My beloved brothers: I try to avoid thinking about who I was, most of the time.

Being—well, let me not say who I am being, shall I? Writings can fall into wrong hands, and codes can be broken. Being the one who you have asked me to be is rather a full-time preoccupation, and leaves little time for thinking about being the one who I was.

When my service is done, though, I would very much like to become that man again, if it be your will.

And, if it not, I am not only a slave of Allah, and a servant of the Prophet (peace be upon him), but of yours, as well, and know that you will do that which is right.

—Nissim al-Furat

 

 

"What the bloody hell?" Fotheringay said.

None of the knights were moving. Not at all—they just stood stock-still like living statues for a long moment, as though frozen in time before the perched, equally motionless raven.

For just a heartbeat—a long, eternal heartbeat.

And then, with no warning, the raven was gone. Stavros was just turning to Fotheringay to say something, he wasn't sure quite what, when darkness swept down across the sea, covering the land in an impenetrable blanket; a single huge wall of water, blacker than dark, black as black could be, rose up before the bow of the ship, towering so far above the top of the foremast as to dwarf the Marienios.

There were shouts and screams, and it took Stavros but a moment to realize that some of them were his own—but the black wave just hung there, not crashing down on the deck and smashing the ship to flinders, as it should have.

The boy, Niko, drew his sword, and ran for the rail. Cully moved to intercept him, shouting something that Stavros couldn't make out over the rush of blood in his own ears, but the boy didn't stop; he leaped to the rail, and off into the darkness, vanishing without a splash, without anything to mark his passage.

The black wave began to shrink, to recede.

Cully shook his head, and turned to Gray and Bear. "Stay—I can't let him go alone."

"No," Gray said. "We have our own—"

There was no preliminary, no warning. One moment, Gray was standing between Cully and the for'ard railing, the two of them still dwarfed by the black wall of water, and the next Gray had fallen to his knees, bleeding from his nose, clutching at his crotch.

"Take care of him, Bear," Cully said, not looking back. "Don't follow. Be sensible. I've always loved you for your good sense."

"Father Cully—no."

But he was already gone, vanished into the black wall, just as the boy had.
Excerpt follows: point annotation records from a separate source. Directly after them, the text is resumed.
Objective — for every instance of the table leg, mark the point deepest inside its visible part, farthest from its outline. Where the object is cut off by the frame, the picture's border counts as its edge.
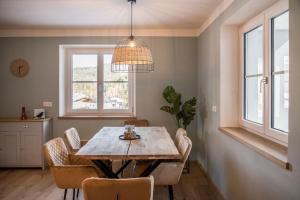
(151, 168)
(107, 171)
(123, 167)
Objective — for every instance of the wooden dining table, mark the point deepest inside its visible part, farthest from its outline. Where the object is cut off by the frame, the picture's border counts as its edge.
(155, 146)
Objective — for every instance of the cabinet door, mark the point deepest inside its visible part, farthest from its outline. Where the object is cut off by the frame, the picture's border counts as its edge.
(30, 149)
(9, 151)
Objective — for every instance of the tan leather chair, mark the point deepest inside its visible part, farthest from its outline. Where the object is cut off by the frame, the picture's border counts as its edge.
(67, 170)
(137, 122)
(73, 140)
(122, 189)
(168, 174)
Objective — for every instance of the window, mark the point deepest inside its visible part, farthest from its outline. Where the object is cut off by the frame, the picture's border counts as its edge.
(280, 72)
(90, 86)
(253, 75)
(265, 74)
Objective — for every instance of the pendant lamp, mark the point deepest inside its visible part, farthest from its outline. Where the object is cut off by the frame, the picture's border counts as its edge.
(132, 54)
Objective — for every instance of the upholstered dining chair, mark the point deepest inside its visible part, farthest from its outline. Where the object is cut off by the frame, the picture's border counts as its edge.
(137, 122)
(122, 189)
(169, 173)
(73, 140)
(67, 170)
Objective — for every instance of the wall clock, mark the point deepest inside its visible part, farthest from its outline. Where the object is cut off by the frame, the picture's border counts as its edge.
(19, 67)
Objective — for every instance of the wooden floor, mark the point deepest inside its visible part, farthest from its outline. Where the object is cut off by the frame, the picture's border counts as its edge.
(32, 184)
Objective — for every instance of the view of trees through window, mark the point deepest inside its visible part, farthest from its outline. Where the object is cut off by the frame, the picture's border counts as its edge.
(89, 88)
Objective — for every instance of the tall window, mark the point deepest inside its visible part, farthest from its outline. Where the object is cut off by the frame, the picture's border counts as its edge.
(265, 74)
(253, 75)
(280, 72)
(92, 89)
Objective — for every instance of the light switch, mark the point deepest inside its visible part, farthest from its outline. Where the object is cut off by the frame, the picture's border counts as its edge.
(47, 104)
(214, 108)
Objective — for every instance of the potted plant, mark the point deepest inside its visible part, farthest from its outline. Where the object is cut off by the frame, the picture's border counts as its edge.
(184, 112)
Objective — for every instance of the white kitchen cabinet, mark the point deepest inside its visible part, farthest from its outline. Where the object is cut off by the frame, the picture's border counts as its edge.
(21, 142)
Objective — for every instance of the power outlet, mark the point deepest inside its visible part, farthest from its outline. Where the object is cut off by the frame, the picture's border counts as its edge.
(47, 104)
(214, 108)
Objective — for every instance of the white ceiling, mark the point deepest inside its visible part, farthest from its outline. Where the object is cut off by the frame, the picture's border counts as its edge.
(110, 14)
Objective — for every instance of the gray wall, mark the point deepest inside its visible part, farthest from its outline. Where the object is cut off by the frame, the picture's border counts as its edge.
(175, 60)
(238, 171)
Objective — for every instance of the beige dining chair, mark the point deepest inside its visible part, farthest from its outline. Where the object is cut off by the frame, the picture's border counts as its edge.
(137, 122)
(169, 173)
(67, 170)
(122, 189)
(73, 140)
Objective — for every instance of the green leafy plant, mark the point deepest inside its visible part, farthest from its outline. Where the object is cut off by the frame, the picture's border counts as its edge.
(185, 112)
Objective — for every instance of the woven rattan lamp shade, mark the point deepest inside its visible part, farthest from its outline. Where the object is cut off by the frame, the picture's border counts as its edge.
(132, 55)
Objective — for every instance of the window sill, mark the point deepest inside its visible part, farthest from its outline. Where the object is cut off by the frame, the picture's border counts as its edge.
(71, 117)
(273, 151)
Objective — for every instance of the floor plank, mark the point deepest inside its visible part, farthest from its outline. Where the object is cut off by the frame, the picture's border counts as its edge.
(29, 184)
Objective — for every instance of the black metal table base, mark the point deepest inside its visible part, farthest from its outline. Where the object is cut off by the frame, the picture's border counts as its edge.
(110, 174)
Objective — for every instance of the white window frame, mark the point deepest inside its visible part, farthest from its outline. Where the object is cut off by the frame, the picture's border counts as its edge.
(67, 51)
(264, 20)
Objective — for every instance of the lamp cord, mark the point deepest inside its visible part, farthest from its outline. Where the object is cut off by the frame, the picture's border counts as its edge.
(131, 18)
Gray struggled to get to his feet, but fell back to the deck. "Bear, help me." His words came out in a croaking shout, horrible to hear. "I'm not . . ." He gasped for breath. "I'm not going to—I can't let him die without me at his side, any more than I could—throw me through, please, Bear, please. Please don't make me beg—no, no, I don't mind begging, Bear, just do it." He forced himself up to his knees. "Please, Bear. There's no time, there's no time at all."

Moving far more gracefully than a man his size had any business doing, Bear scooped up Gray, and threw him over his shoulder. "As you wish, Gray."

"No, Bear, not you. No, please."

"Don't be silly, Gray," he said, as with the weakly struggling Gray on his shoulder, he struggled up to a precarious perch on the bow rail, and leaped into the darkness.

* * *

Fotheringay had not just been standing there—he had donned his backpack, belted on his sword and dagger, and retrieved his curiously short boarding pike.

He gave a quick glance at the rapidly diminishing wall of water.

"Who's with me?" he shouted. His brow was furrowed—Fotheringay didn't understand what was going on any more than anybody else did. The only thing he knew was that the knights had leaped into the dark wall.

To what purpose? Stavros didn't believe for a moment that the marine sergeant knew any better than Stavros did, but . . .

Stavros had thought the wizard had stood motionless while it all went on, but he had obviously been mistaken—Sigerson had somehow managed to get into his robes. The hems fluttered in the wind, and the tip of the wand clutched with surprising delicacy in his long fingers sparkled against the receding darkness of the wall of water behind him.

"If it will be done, Sergeant, it had best be done quickly," he said.

And then, just like the others: the wizard, his manservant, and the sergeant vanished into the shrinking blackness.

Well, it was obvious what Stavros Kechiroski would do under such circumstances: he'd simply sigh with relief as the wall of water continued to recede rather than smashing the ship, and be as puzzled and frightened and confused as anybody else.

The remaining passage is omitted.